Reasons for modifying the NFS credential cache time-to-live

Contributors

ONTAP uses a credential cache to store information needed for user authentication for NFS export access to provide faster access and improve performance. You can configure how long information is stored in the credential cache to customize it for your environment.

There are several scenarios when modifying the NFS credential cache time-to-live (TTL) can help resolve issues. You should understand what these scenarios are as well as the consequences of making these modifications.

Reasons

Consider changing the default TTL under the following circumstances:

Issue Remedial action

The name servers in your environment are experiencing performance degradation due to a high load of requests from ONTAP.

Increase the TTL for cached positive and negative credentials to reduce the number of requests from ONTAP to name servers.

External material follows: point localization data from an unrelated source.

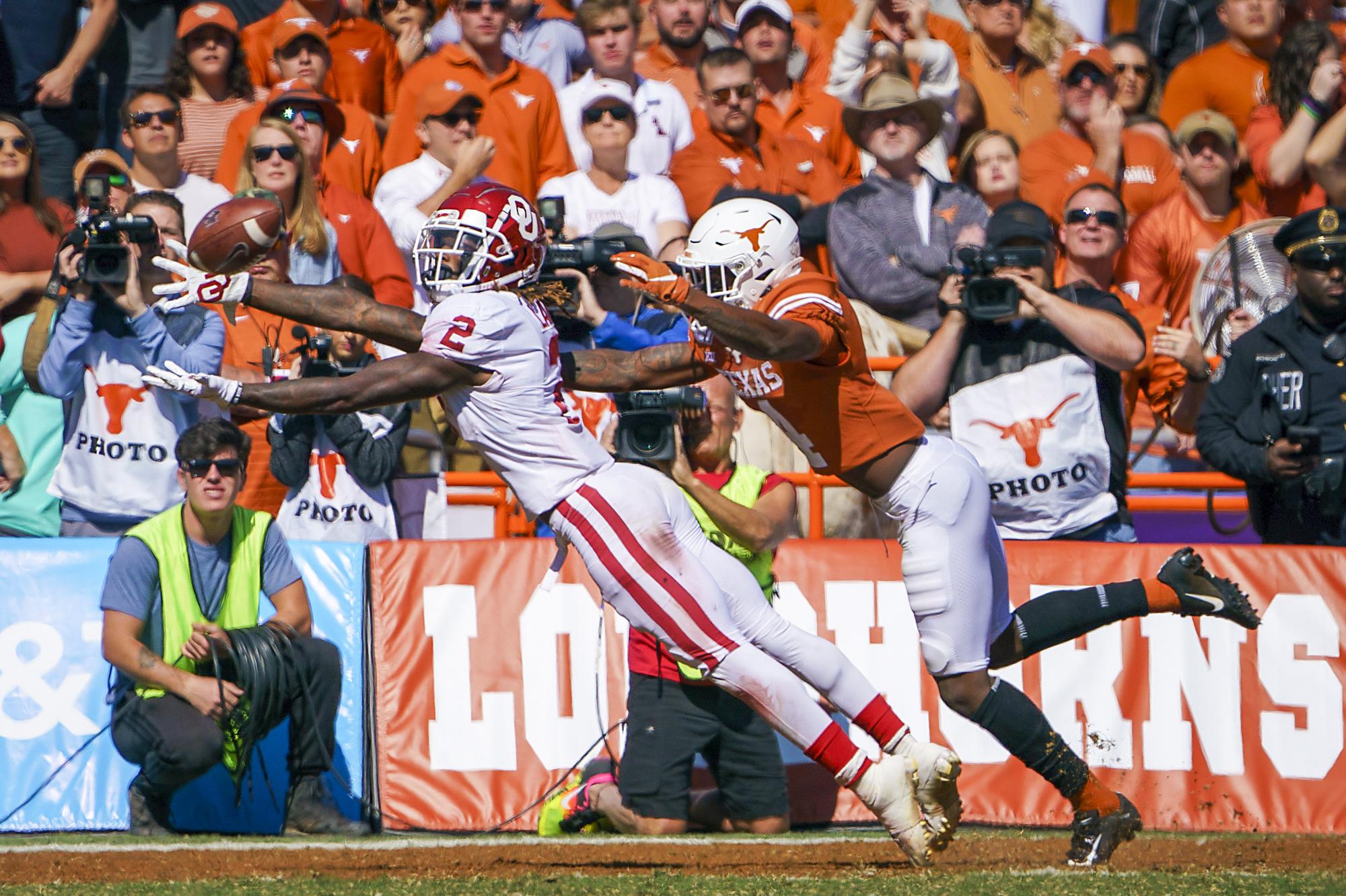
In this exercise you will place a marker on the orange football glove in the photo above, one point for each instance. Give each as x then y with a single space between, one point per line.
652 276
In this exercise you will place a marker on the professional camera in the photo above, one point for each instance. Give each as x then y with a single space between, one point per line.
106 258
645 422
987 297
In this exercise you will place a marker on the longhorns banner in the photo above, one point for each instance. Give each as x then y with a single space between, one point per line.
489 689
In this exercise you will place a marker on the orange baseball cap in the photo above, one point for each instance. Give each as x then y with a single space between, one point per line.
291 29
1095 54
439 99
204 14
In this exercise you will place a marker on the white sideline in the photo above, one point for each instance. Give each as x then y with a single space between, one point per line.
437 843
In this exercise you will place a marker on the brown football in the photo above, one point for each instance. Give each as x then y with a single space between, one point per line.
236 236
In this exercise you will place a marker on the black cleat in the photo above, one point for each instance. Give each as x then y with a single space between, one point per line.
1203 594
1094 837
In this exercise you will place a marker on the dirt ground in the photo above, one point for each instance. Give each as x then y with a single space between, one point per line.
783 858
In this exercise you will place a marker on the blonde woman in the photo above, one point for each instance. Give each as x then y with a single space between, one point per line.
275 161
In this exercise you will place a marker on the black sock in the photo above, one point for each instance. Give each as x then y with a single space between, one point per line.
1021 727
1064 615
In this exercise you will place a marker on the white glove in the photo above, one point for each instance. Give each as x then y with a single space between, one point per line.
215 389
199 286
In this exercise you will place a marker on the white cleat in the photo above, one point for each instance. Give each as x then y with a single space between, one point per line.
937 786
888 789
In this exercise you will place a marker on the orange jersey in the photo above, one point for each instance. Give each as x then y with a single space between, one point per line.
1055 165
353 157
815 118
365 244
520 116
1169 244
831 407
781 165
1025 106
365 67
1265 130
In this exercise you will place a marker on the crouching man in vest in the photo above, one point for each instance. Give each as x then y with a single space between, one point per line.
177 586
674 715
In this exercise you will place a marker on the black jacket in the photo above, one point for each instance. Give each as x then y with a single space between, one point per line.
1277 377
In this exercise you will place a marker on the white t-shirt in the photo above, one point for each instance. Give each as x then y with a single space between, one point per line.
643 204
197 197
520 420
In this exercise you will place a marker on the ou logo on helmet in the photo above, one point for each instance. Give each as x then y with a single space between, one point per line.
530 225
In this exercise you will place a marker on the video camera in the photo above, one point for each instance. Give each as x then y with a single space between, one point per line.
647 419
987 297
106 258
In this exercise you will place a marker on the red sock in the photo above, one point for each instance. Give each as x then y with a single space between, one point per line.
839 755
880 722
1161 598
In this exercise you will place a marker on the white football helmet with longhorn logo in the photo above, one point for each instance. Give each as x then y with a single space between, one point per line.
740 250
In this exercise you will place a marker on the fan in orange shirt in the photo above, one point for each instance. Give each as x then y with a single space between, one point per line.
520 111
1170 243
1091 143
365 69
788 107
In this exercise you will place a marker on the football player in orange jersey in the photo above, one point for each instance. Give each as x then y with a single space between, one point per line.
793 349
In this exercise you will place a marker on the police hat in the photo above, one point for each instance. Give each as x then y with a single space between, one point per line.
1321 232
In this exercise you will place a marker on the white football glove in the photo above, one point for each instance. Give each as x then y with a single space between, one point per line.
215 389
200 286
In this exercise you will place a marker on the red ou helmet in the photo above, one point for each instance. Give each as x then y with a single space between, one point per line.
487 236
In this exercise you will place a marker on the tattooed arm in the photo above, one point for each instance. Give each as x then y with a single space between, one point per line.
655 368
339 309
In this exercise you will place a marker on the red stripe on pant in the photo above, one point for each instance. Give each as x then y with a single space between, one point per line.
628 582
686 601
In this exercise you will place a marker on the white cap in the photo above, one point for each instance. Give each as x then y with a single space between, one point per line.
779 9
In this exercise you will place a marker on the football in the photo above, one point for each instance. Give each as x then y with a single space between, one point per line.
236 235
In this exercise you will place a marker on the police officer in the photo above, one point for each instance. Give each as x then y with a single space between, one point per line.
1277 414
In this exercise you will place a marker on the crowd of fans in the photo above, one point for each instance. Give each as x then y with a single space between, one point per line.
894 133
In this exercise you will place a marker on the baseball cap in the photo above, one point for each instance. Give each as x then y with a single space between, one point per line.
99 158
205 14
1018 219
779 9
1095 54
439 99
1204 122
291 29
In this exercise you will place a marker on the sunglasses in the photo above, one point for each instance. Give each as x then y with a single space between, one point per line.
287 153
201 468
312 116
620 114
723 95
1106 219
143 119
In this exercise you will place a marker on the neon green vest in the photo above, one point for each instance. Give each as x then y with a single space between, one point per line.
168 540
744 488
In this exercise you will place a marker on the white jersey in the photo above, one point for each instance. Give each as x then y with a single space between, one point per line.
522 420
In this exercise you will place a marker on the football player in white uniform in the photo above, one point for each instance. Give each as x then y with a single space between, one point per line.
493 357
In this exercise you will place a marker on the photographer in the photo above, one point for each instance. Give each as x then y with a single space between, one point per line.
674 714
116 468
1275 415
1034 391
339 466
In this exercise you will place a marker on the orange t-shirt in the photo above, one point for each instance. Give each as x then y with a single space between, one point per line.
815 118
365 65
1056 163
520 115
365 244
1265 130
1168 247
353 157
781 165
831 407
246 340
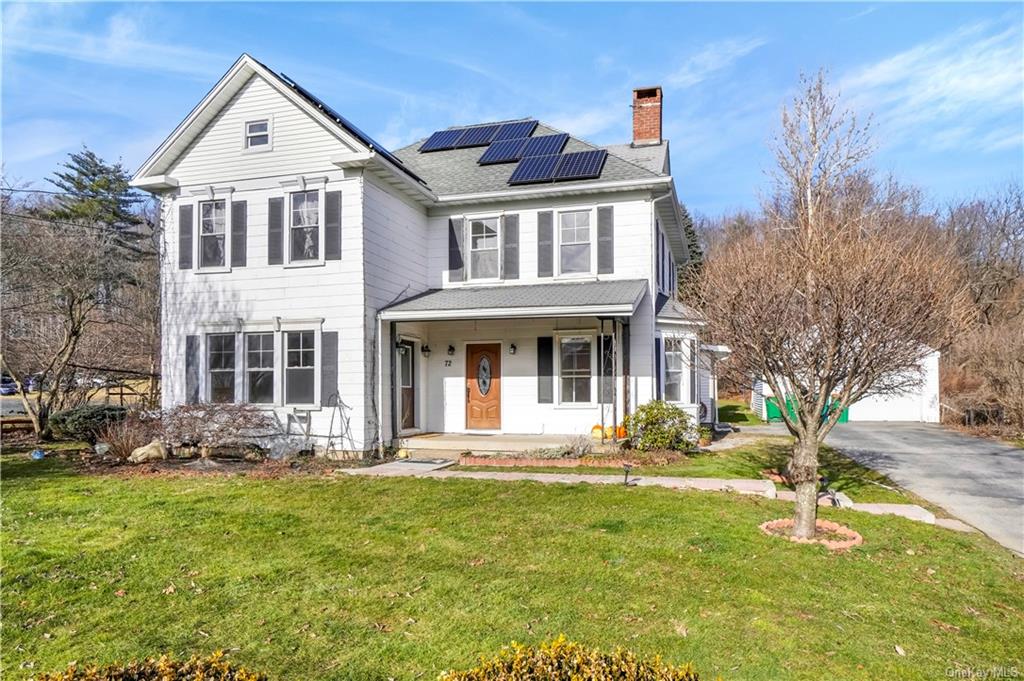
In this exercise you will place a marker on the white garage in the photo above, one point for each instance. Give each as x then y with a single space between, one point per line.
920 405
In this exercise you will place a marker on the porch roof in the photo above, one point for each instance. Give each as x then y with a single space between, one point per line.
612 298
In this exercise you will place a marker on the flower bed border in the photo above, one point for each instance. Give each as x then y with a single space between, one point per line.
834 545
538 462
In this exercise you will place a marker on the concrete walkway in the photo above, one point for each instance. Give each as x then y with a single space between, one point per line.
435 469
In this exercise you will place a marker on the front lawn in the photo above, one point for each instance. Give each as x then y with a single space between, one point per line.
311 578
747 462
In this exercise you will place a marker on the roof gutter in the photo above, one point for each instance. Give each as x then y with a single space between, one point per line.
549 189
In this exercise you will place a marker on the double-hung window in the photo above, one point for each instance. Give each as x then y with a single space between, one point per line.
674 370
257 133
574 369
304 230
300 363
212 224
573 243
259 368
220 362
483 249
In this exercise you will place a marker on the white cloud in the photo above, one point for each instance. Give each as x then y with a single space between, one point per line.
125 41
949 92
711 59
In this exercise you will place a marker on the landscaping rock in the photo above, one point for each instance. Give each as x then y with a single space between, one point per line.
155 451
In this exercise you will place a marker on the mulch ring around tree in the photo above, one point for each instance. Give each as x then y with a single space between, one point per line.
830 535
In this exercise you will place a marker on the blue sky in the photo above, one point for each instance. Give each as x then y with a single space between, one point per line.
943 81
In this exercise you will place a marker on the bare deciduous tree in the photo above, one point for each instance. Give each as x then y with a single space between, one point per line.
841 290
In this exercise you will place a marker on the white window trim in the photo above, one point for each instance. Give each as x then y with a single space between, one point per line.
592 272
283 365
469 219
320 185
269 133
225 195
594 385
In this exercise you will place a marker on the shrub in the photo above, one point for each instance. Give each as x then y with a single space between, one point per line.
214 668
84 422
565 661
126 435
658 425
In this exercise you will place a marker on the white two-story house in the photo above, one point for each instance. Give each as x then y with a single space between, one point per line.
500 278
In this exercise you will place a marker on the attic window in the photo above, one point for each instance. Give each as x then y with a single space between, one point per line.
257 133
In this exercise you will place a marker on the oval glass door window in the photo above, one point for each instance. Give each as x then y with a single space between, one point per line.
483 375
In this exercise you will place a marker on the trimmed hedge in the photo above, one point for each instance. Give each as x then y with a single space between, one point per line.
565 661
85 422
658 425
214 668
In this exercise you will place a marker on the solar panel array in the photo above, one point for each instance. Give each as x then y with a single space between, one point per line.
578 165
508 151
477 135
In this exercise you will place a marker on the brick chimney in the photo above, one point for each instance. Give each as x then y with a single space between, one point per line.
647 116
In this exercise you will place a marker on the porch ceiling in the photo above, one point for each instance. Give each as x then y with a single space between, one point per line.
612 298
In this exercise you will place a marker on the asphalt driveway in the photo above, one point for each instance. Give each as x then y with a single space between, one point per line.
980 481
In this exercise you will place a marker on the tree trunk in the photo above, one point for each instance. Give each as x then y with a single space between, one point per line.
804 474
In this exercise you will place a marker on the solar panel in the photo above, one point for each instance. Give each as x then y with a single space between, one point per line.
535 169
581 165
441 139
545 144
505 151
478 136
515 130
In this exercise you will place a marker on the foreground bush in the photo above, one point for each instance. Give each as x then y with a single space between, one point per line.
658 425
565 661
214 668
85 422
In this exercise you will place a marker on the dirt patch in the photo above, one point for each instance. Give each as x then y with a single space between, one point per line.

The name server administrator made changes to allow access to NFS users that were previously denied.

Decrease the TTL for cached negative credentials to reduce the time NFS users have to wait for ONTAP to request fresh credentials from external name servers so they can get access.

The name server administrator made changes to deny access to NFS users that were previously allowed.

Reduce the TTL for cached positive credentials to reduce the time before ONTAP requests fresh credentials from external name servers so the NFS users are now denied access.

Consequences

You can modify the length of time individually for caching positive and negative credentials. However, you should be aware of both the advantages and disadvantages of doing so.

If you…​ The advantage is…​ The disadvantage is…​

Increase the positive credential cache time

ONTAP sends requests for credentials to name servers less frequently, reducing the load on name servers.

It takes longer to deny access to NFS users that previously were allowed access but are not anymore.

Decrease the positive credential cache time

It takes less time to deny access to NFS users that previously were allowed access but are not anymore.

ONTAP sends requests for credentials to name servers more frequently, increasing the load on name servers.

Increase the negative credential cache time

ONTAP sends requests for credentials to name servers less frequently, reducing the load on name servers.

It takes longer to grant access to NFS users that previously were not allowed access but are now.

Decrease the negative credential cache time

It takes less time to grant access to NFS users that previously were not allowed access but are now.

ONTAP sends requests for credentials to name servers more frequently, increasing the load on name servers.